Brain signals aligned to seizure onset revealed high-frequency synchronization followed by activity in lower frequency bands, as previously described (Fig. 4c)34,35. An exemplar grid-search matrix spanning the threshold direction, amplitude and duration of each feature, demonstrates how py_neuromodulation can directly provide access to RNS detector parameters that can be used in the embedded framework and implemented through the patient data management system (Fig. 4d,e). The identified parameter combination significantly reduced false positives, while maintaining stable true positive rates leading to overall performance increases (F1 score for original RNS settings: 0.41 ± 0.12, F1 score for our optimized settings 0.92 ± 0.06) (Fig. 4f). It is important to note that the embedded RNS programming environment does not have cross-validation implemented which was mirrored in our simulation, and that RNS data are in part recorded because of true or false- positive seizure detection (114.16 ± 86.42 minutes out of 6515 minutes of total recording time were classified as ictal by expert annotations). Thus, the presented data should rather be interpreted as a proof-of-concept that requires further validation in prospective clinical trials.
To highlight the utility of multivariate brain signal decoding for seizure detection beyond the RNS device limitations we further evaluated an extensive set of 264 features (66 features per channel) (Fig. 4g). We then assessed the performance of linear models, support vector machines (SVM), and gradient boosted decision trees (XGBOOST) using a 3-fold cross-validation as before. XGBOOST achieved best performances (F1 score: 0.8 ± 0.2) and outperformed linear models (Linear Model 0.56 ± 0.23, Support Vector Machine 0.4 ± 0.3) (Fig. 4h), potentially by capturing non-linear interactions more robustly than SVMs and linear models.
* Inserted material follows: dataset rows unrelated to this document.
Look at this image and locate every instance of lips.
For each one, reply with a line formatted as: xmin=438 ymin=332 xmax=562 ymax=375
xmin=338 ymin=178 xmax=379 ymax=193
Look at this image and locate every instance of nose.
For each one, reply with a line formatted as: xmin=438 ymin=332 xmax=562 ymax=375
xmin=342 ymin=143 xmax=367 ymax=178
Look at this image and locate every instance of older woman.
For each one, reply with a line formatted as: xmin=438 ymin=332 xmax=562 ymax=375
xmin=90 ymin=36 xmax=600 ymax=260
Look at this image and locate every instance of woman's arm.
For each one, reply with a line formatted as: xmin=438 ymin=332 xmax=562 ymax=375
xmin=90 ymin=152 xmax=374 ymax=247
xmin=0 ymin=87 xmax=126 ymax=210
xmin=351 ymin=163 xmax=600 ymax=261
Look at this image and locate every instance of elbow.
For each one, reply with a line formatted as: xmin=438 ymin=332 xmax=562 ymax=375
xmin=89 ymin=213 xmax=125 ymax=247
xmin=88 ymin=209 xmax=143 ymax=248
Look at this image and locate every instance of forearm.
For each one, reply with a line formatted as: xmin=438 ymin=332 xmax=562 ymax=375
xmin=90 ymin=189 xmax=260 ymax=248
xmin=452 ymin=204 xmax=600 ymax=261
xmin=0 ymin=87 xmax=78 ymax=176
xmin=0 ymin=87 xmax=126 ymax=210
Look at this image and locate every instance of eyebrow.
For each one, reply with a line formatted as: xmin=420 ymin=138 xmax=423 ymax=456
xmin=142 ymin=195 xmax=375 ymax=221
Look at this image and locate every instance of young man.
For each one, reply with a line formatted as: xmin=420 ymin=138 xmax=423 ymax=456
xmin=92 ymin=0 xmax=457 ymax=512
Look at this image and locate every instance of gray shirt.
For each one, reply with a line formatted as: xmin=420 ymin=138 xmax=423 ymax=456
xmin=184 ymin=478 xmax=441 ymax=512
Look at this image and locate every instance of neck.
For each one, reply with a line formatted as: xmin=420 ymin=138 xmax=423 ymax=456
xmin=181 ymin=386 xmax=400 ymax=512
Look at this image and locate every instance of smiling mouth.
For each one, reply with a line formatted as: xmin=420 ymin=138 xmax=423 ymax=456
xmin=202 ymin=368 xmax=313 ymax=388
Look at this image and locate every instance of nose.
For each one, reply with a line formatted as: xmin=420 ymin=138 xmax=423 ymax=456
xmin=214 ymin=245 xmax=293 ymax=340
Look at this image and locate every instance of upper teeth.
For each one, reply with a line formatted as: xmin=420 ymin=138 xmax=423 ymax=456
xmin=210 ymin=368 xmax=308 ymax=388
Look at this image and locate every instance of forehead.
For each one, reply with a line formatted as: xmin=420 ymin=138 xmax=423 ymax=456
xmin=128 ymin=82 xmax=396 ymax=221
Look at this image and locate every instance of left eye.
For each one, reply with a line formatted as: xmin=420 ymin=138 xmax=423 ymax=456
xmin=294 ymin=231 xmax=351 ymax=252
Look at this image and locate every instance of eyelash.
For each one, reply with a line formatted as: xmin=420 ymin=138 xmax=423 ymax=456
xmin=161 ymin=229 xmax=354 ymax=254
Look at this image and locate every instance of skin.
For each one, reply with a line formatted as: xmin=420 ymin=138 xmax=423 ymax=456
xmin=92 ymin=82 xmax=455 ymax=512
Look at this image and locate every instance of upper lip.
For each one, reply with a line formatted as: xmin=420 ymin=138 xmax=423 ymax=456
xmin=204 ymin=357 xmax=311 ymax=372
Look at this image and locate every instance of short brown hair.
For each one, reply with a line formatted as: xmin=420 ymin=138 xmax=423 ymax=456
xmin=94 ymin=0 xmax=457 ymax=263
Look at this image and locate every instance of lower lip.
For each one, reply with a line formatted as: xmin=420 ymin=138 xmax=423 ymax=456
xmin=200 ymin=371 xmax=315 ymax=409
Our results emphasize two key aspects regarding the utility of our platform for the development of decoding algorithms for brain implants: i) it can be of direct use for the parametrization of currently available and embedded algorithms in available brain implants, ii) it enables the discovery of optimized feature sets and machine learning methods for the next generation of clinical brain computer interfaces for the treatment of epilepsy and other brain disorders.